In many respects this poignant and moving personal memoir is the latest and perhaps the last in a long succession of accounts about a life spent in the Middle East. First penned by American and British missionaries like Grant, Perkins, Jessup, Goodell and the various Blisses and by travelers like Pococke, Burckhardt, Came, Burton and Oliphant, they were taken up by diplomats, literatti and academics like Irving, Twain, Cox, Sykes, Badeau and, my own personal favorite, Lawrence Grafftey-Smifh in his masterful example of the genre, Bright Levant (John Murray, 1970). The background and career of Malcolm Kerr, the author's husband, drew on and reflected the whole spectrum of such sagas. Born in Beirut to Presbyterian missionary and academic parents (his father, Stanley, wrote a memorable account of the massacre of the Armenians of Marash in the period immediately following World War I), he grew up in the Middle East and spent most of his adult life either working there or lecturing on its problems of political development in the United States.
When the position of president of the American University of Beirut was offered to him during some of the darkest moments of the Lebanese Civil War in 1982-a job for which he seemed almost destined-he readily accepted despite the dangers it posed for him and his family. In the event, he served fewer than two years m the place he clearly had hoped to spend the remaining part of his professional career. That his life was cut so tragically short at age 52 was a serious blow not just to his wife and children but to the university to which he was so devoted and which had been so much a part of his own persona.
Ann Kerr's memoir is primarily about her husband's career and the hopes he had for the Middle East and A.U.B. in particular. It is a very personal account, and for those of us who knew Beirut before 1975 a touching and painful reminder of a world irrevocably lost. For those who did not know Lebanon in the 1950s and '60s, much of the narrative may well come across as overly sentimental and oblivious to the problematic social undercurrents that were to lead to the outbreak of civil war in 1975. But to a young American woman from Southern California who came to Beirut as a junior-year-abroad student, met her husband-to-be and raised her family in the overly protected cocoon of the A.U.B. campus and adjacent Western cultural bubble of Ras Beirut, hard realities did not easily intrude.

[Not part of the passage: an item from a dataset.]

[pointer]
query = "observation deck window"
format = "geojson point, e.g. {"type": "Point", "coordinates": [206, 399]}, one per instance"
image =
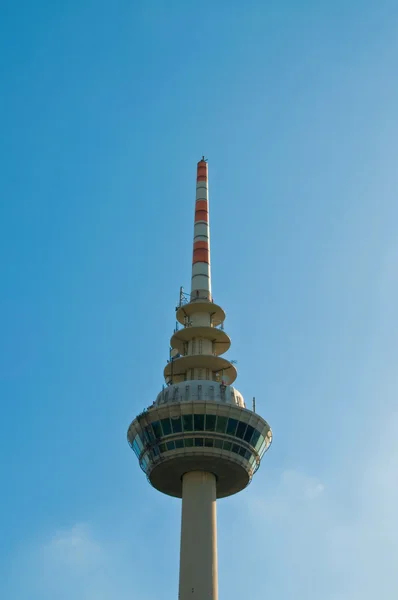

To such American families this environment was pleasantly-not threateningly exotic, peopled by a myriad of quaint sects and tribes whose intricate family rivalries laced with political corruption and sexual imbroglios provided material to titillate their imaginations and enliven cocktail gossip. The desperate underside of this world, especially that of the poor and the refugee and their manipulation by local and external interests, would have been more clearly visible to Malcolm Kerr, born and raised in this environment. But in the end even he miscalculated the intensity with which seemingly trivial ambitions were fanatically embraced by deadly rivals. So did many, many Lebanese.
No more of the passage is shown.